Dalam pertemuan yang juga dihadiri oleh jajaran tim hukum dari kedua organisasi, termasuk Advokat Markus Wijaya, S.H., Asisten Advokat Niken Palupi ( FERADI WPI ), Advokat Bagas, S.H., serta sejumlah advokat magang dari HAMI Bersatu DPD Jateng, dibahas rencana sinergi penanganan kasus-kasus kompleks.
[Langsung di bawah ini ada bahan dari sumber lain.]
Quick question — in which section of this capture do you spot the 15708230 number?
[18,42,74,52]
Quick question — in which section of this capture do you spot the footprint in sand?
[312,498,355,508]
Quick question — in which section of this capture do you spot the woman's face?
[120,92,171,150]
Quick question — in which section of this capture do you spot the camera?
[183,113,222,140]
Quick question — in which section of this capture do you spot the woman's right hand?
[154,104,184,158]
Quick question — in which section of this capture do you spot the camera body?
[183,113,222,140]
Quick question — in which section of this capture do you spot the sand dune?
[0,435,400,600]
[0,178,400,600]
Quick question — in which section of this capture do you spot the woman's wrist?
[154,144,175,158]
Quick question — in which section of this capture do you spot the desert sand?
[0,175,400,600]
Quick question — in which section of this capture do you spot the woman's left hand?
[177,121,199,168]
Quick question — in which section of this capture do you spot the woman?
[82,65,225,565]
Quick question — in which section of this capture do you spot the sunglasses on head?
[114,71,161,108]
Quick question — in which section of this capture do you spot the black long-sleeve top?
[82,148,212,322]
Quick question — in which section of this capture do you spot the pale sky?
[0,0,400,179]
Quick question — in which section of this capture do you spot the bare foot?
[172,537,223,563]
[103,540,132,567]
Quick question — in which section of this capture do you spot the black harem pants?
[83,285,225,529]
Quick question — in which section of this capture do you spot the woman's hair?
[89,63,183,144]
Kedua pengacara kawakan tersebut sepakat untuk menggabungkan sumber daya dan keahlian guna memberikan pendampingan hukum yang maksimal bagi klien dalam perkara berskala nasional maupun daerah.
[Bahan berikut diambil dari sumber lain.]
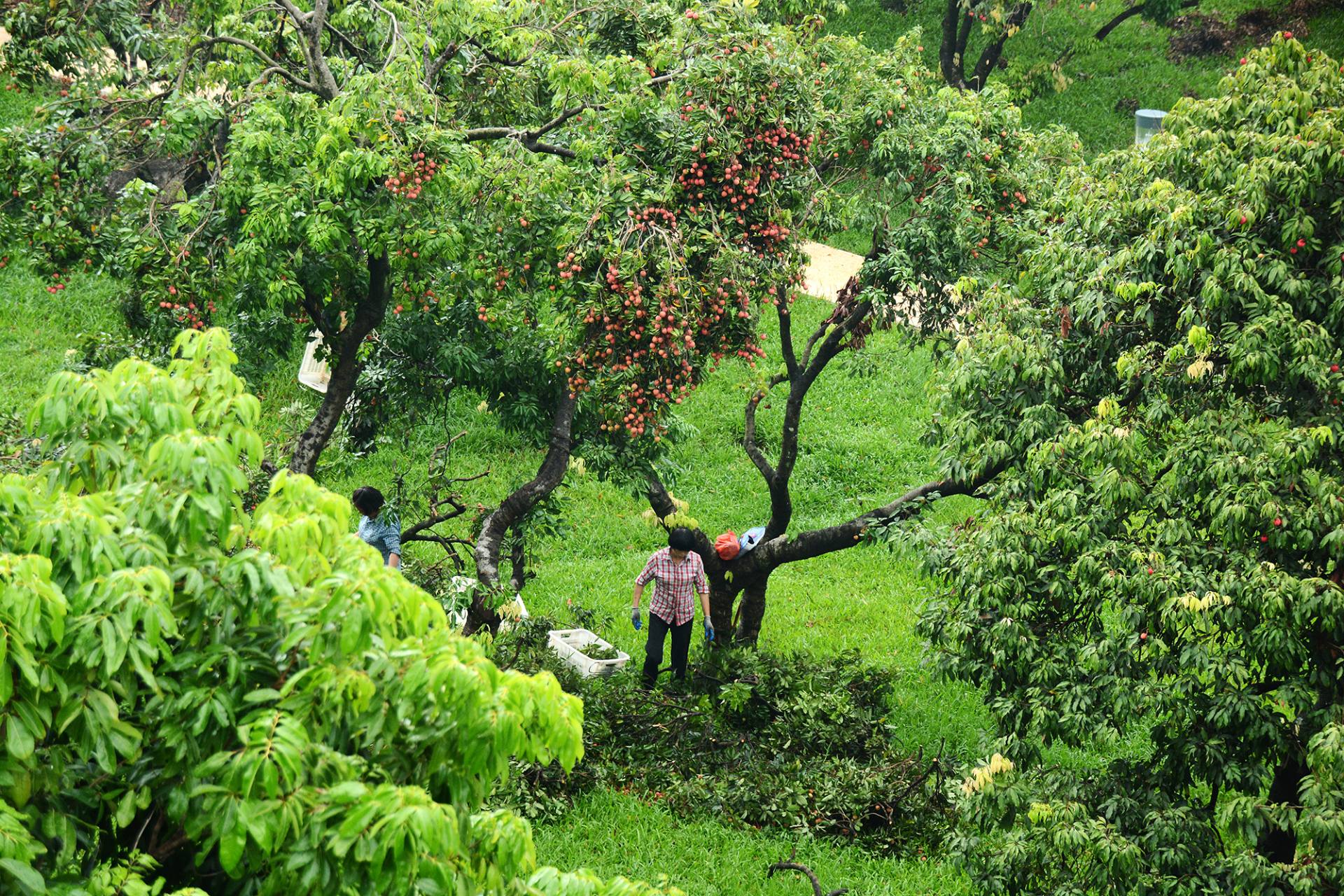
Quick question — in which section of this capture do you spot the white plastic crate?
[550,629,630,678]
[447,594,528,631]
[298,330,332,395]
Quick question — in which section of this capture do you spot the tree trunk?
[463,393,577,634]
[701,572,742,638]
[1255,750,1306,865]
[938,0,973,89]
[732,573,770,646]
[289,251,391,475]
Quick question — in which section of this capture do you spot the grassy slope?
[0,251,983,893]
[536,791,970,896]
[831,0,1344,152]
[10,12,1344,893]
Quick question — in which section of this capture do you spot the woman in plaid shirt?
[630,528,714,688]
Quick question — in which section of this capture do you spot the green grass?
[536,791,970,896]
[830,0,1344,153]
[0,254,124,412]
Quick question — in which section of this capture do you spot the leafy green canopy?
[922,35,1344,893]
[0,329,672,896]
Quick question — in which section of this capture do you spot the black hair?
[349,485,383,519]
[668,525,695,551]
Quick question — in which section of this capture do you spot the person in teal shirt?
[351,485,402,570]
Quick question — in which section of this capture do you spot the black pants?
[644,612,695,688]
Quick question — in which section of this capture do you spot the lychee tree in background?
[0,329,677,896]
[922,35,1344,893]
[634,35,1078,642]
[363,8,827,627]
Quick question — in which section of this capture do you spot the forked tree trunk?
[732,571,770,646]
[289,251,391,475]
[938,0,1032,90]
[463,393,577,634]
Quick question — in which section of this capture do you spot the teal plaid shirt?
[359,513,402,566]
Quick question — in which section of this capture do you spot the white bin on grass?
[551,629,630,678]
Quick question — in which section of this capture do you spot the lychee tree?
[363,8,844,626]
[0,329,682,896]
[938,0,1199,90]
[648,35,1078,642]
[0,0,785,472]
[920,34,1344,893]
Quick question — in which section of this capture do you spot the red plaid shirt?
[634,548,710,626]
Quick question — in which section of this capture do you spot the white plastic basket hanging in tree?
[497,594,527,634]
[550,629,630,678]
[298,330,332,395]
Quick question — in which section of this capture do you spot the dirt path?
[802,243,863,302]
Selain fokus pada litigasi perkara berat, Sujiarno Aji dan Donny Andretti juga merancang program pengabdian masyarakat jangka panjang. Keduanya berencana mengadakan serangkaian penyuluhan hukum ke tingkat desa dan kelurahan di seluruh Jawa Tengah. Inisiatif ini bertujuan meningkatkan kesadaran hukum masyarakat akar rumput sekaligus memperkuat akses terhadap bantuan hukum secara pro bono (gratis) bagi masyarakat kurang mampu.
“Kolaborasi ini bukan sekadar urusan bisnis hukum, tetapi bentuk tanggung jawab sosial profesi advokat untuk menegakkan keadilan,” ujar salah satu pihak yang hadir dalam pertemuan tersebut.
Rencananya, langkah konkret dari kolaborasi HAMI Bersatu Jateng dan FERADI WPI ini akan segera direalisasikan dalam bentuk pembentukan tim gabungan khusus untuk kasus-kasus tertentu serta jadwal tur penyuluhan hukum ke berbagai wilayah di Jawa Tengah.
Catatan Redaksi: Sebagai media yang netral, kami membuka ruang hak jawab bagi semua pihak yang berkepentingan dengan pemberitaan ini sesuai ketentuan Undang-Undang Nomor 40 Tahun 1999 tentang Pers dan Kode Etik Jurnalistik.